Certain manufactured lab tests which run the processors with a continuous heavy workload until the battery depletes are not representative of real-world usage, since they spend an unrealistic amount of time at the highest CPU performance state. It’s a misleading way to measure real-world battery life. Our testing and customer data show the actual battery life of the iPhone 6s and iPhone 6s Plus, even taking into account variable component differences, vary within just 2-3% of each other.

Silicon Valley will barely recognize the ‘Steve Jobs’ in new movie

Re/code:

Academy Award-winning screenwriter Aaron Sorkin uses actual events to take the audience on an imagined — as in, fictional — series of fast-paced exchanges in the minutes before the curtain would rise on the introduction of each product.

But the writer and director weren’t looking to create a biopic that rigidly adhered to the details of Jobs’s life — rather, they wanted to create an “impressionistic portrait” that drew from real-life events.

The story is populated by events that never happened — such as a dramatic reimagining of preparations for the Mac’s demo in which it blows up in rehearsal, instead of declaring, “Hello, I am Macintosh. It sure is great to get out of that bag” — and long, stinging exchanges that aren’t drawn from any of the six biographies written about Jobs.

I’ll still see the movie but will be disappointed if only because I would have preferred more “reality”. Steve Jobs was such a fascinating person that his life story, in my opinion, doesn’t need the kinds of embellishments described in this review.
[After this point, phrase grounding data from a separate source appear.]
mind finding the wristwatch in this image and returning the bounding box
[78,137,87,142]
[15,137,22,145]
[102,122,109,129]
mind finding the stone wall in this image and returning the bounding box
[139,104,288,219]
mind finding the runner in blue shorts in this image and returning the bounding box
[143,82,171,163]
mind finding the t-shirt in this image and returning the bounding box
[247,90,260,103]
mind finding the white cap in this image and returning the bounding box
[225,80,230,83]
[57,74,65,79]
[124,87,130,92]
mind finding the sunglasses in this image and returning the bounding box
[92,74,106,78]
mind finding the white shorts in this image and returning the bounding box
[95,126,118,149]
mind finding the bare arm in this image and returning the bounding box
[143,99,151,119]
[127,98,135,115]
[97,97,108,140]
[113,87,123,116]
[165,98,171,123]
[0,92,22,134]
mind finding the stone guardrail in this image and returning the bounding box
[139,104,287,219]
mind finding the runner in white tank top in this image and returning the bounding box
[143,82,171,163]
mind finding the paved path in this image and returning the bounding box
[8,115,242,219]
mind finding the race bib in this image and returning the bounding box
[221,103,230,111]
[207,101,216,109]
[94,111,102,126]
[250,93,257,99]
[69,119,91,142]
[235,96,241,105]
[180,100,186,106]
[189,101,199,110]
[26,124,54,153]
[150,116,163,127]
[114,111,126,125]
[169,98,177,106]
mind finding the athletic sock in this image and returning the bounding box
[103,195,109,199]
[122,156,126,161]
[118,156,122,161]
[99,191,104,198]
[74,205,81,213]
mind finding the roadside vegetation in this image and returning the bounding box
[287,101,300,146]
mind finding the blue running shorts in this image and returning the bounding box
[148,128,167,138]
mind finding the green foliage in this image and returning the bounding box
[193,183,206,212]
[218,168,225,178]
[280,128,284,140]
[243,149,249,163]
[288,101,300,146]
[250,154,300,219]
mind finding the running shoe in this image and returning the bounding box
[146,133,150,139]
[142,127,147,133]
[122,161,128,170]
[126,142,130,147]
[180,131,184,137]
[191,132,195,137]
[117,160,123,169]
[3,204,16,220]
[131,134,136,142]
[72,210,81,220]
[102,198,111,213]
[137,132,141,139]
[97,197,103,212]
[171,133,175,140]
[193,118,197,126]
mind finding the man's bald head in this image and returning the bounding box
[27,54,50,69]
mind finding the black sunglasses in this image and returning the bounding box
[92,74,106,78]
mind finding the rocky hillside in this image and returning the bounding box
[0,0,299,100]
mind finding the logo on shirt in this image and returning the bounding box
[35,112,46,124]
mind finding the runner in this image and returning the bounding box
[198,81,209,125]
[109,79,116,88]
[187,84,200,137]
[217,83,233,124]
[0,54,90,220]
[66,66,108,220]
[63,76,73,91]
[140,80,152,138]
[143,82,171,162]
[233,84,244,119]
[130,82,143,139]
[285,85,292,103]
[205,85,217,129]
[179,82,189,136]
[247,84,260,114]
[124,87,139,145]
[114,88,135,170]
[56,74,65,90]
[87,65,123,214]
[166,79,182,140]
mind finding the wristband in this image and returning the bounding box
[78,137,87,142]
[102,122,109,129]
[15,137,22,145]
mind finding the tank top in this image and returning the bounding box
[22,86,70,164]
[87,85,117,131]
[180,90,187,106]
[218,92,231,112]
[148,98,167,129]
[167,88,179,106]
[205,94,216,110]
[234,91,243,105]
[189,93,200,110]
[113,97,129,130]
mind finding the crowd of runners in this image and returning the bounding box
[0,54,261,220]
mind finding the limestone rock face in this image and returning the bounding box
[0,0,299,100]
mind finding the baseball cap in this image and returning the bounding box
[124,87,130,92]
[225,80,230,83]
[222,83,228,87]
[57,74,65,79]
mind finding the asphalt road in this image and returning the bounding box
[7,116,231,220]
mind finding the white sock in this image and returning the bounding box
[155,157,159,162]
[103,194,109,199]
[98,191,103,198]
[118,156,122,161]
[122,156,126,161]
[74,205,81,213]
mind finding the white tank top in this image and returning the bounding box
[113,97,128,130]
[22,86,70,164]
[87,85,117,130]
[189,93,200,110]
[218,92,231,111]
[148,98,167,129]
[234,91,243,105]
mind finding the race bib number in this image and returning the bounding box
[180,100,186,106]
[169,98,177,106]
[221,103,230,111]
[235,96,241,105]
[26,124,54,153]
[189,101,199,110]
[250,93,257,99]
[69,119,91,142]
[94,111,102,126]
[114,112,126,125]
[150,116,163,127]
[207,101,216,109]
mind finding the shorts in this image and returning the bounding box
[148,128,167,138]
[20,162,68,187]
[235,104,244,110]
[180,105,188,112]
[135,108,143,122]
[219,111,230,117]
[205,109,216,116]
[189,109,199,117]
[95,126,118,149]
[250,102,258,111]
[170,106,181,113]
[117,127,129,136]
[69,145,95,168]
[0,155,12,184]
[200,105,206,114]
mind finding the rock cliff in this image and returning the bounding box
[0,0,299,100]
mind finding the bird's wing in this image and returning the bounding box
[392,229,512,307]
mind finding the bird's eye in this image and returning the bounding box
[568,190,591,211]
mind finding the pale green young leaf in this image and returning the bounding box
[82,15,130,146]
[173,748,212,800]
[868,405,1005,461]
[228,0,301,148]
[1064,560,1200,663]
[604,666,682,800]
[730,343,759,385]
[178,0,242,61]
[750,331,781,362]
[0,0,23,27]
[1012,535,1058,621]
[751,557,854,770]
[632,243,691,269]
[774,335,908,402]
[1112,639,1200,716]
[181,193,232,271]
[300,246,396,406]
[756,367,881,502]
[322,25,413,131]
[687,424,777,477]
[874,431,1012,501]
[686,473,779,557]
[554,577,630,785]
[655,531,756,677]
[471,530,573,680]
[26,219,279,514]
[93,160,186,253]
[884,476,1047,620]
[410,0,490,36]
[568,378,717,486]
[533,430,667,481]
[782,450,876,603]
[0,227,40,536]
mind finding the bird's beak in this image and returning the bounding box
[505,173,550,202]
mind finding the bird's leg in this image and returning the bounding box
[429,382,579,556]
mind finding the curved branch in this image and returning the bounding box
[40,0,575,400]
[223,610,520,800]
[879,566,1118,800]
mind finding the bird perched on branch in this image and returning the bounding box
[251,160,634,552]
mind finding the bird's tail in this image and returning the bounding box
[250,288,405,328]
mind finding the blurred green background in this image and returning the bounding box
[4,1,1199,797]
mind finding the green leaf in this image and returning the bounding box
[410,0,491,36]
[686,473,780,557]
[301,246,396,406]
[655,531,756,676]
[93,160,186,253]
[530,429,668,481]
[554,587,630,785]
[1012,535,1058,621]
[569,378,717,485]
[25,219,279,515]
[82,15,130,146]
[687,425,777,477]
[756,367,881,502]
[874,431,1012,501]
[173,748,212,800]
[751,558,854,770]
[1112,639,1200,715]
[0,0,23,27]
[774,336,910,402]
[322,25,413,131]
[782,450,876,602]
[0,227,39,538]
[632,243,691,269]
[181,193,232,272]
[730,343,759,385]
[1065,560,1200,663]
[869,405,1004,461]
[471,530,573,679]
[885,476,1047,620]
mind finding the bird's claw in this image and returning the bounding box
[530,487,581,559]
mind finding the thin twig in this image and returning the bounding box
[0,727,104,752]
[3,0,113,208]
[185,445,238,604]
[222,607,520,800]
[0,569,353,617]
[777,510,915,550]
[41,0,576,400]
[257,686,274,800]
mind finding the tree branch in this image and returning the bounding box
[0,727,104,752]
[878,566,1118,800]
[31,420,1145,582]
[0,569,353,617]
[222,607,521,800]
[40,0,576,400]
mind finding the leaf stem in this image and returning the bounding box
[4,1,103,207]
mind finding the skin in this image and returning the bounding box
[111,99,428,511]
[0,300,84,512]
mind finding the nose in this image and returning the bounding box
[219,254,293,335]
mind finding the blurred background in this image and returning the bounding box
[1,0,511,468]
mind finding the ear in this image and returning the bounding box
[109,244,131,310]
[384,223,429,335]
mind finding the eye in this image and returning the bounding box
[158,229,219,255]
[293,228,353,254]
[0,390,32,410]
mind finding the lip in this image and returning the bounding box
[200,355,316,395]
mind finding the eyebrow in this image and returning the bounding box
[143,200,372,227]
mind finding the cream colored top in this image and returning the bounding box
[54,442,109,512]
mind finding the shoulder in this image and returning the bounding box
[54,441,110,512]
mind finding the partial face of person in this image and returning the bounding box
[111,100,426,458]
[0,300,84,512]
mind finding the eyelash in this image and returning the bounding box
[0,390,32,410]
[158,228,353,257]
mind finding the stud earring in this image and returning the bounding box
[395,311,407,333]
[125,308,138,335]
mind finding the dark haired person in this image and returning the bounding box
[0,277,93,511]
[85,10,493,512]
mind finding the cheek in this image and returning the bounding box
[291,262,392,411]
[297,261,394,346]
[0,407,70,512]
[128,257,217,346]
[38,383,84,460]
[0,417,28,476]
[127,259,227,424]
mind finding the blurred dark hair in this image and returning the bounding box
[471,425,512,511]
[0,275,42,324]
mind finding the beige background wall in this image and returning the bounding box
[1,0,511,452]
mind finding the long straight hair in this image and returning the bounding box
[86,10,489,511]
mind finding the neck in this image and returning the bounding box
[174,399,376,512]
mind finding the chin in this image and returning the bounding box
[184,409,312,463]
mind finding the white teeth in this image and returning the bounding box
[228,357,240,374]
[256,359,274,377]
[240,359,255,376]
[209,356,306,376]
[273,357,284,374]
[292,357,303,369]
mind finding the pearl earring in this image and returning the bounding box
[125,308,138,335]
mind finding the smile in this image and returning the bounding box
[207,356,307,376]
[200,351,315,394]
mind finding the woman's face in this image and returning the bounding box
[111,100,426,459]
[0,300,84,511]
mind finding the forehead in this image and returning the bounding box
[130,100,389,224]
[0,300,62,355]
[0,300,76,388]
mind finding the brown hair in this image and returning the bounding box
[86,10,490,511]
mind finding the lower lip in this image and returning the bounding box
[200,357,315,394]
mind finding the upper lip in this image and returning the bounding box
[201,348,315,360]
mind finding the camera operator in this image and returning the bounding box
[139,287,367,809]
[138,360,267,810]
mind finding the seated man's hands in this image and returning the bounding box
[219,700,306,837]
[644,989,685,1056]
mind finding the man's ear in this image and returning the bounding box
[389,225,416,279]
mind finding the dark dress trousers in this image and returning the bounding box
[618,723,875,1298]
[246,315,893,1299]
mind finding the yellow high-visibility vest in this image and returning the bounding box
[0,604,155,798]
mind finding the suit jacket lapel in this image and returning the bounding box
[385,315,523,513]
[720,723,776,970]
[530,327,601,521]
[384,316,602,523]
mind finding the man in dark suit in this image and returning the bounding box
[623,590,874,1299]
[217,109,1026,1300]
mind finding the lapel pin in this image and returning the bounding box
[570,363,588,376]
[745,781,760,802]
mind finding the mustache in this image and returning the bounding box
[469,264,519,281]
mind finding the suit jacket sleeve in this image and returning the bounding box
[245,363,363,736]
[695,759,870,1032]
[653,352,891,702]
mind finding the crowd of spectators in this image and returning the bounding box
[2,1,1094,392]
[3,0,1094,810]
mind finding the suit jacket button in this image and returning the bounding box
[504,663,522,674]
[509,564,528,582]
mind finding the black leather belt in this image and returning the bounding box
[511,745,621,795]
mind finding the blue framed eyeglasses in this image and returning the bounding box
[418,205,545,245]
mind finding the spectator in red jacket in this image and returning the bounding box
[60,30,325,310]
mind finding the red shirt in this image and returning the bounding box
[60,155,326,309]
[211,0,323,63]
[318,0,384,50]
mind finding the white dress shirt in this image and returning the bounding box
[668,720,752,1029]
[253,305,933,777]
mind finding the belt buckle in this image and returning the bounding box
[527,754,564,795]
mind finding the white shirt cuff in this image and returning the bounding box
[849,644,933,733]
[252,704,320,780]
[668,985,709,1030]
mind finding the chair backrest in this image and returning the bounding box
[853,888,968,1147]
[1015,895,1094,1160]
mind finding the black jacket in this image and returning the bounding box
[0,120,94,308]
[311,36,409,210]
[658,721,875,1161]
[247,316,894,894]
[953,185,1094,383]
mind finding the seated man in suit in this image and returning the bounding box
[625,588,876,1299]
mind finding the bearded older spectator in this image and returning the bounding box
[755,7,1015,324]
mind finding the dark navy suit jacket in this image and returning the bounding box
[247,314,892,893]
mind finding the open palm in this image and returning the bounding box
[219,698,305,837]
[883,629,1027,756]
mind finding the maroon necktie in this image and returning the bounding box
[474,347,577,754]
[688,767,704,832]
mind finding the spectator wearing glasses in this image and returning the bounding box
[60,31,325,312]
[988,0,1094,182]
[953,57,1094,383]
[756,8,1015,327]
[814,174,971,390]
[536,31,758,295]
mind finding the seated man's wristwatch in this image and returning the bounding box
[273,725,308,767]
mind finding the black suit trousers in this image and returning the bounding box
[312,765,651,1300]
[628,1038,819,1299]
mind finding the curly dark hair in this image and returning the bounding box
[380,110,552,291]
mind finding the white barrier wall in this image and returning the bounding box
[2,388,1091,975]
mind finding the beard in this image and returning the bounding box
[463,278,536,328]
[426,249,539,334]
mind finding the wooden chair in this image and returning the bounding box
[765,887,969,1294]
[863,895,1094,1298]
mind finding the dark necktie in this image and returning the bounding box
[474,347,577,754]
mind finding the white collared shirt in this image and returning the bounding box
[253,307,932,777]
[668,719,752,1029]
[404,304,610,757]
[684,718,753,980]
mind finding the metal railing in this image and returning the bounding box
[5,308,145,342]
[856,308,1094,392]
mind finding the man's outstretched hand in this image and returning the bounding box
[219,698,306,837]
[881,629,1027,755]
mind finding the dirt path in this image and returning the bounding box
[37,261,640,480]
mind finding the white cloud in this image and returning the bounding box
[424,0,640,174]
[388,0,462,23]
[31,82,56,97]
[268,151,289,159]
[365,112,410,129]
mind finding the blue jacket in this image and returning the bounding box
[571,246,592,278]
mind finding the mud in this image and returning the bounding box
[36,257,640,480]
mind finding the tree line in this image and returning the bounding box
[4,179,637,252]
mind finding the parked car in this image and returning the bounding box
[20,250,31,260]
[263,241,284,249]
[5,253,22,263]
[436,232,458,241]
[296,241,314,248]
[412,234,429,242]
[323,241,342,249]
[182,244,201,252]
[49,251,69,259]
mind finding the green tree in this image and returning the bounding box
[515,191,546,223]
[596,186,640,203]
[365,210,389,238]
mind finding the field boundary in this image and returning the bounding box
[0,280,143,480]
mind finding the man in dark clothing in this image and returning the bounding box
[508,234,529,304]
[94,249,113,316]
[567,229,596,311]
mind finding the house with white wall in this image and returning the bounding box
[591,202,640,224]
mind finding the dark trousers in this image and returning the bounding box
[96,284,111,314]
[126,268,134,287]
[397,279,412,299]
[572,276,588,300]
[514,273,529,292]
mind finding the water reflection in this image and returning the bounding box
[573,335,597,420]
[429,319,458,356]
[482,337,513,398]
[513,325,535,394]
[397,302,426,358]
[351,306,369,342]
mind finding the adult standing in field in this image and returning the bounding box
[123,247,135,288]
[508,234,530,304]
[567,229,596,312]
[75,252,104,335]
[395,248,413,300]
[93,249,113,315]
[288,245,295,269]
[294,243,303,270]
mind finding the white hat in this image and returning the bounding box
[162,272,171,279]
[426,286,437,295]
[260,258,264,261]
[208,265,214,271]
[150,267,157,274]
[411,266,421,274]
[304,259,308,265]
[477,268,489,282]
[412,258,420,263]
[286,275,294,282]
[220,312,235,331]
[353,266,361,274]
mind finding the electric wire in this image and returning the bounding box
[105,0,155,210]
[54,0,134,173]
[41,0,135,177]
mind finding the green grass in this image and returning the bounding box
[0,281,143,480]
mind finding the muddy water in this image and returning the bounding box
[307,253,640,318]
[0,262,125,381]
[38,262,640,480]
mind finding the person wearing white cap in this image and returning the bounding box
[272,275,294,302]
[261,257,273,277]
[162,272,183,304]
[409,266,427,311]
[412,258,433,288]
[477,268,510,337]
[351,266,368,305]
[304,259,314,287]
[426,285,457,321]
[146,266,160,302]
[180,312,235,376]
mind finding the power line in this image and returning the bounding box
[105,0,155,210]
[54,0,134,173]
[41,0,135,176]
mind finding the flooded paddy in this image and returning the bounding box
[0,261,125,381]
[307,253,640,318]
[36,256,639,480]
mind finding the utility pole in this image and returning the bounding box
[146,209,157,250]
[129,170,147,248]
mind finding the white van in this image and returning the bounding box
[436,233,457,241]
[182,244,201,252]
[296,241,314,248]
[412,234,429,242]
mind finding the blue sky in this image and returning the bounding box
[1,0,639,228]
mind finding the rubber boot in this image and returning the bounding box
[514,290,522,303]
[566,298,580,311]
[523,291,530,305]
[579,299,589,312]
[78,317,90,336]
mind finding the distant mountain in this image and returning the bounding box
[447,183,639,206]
Lightroom mobile app for iOS is now a standalone image editor free for everyone

The Next Web:

Lightroom for mobile on iOS can now be used locally on your phone or tablet without the desktop Lightroom app, without a Creative Cloud Photography Plan subscription and even without an Adobe ID. The same feature is coming soon to Android.

This move is part of an overall desire to broaden the audience. By letting people use Lightroom for mobile without Creative Cloud, Adobe is making the app competitive with other popular standalone photo editing apps like Snapseed or Pixelmator’s mobile version.

I use and love the desktop version of Lightroom and this will be another tool I can use when I’m out and about using my iPad.

Unauthorized drone flights could cost company $2 million

Something has to be done with drones. I’m sure that most people use common sense when operating a drone, but there are those that fly too close to airports, interfere with fire fighting efforts, and generally make a nuisance of themselves.

Microsoft’s retail stores flounder

Nearly six years have passed since Microsoft began opening retail outlets patterned after Apple’s blockbuster retail locations. However, the now 116 Microsoft Stores are still a pale imitation to Apple’s own retail network of 460 locations, often featuring more employees than customers as the firm’s products have failed to excite and attract buyers.

This was a sad attempt to copy Apple’s success and it didn’t work. Microsoft under Ballmer tried to copy Apple in a number of ways and they all failed miserably.

Insights from Liam Casey

Om Malik had a fascinating conversation with Liam Casey, the founder of PCH International. Om says that “Liam’s insights would be useful for a lot of founders,” and I agree.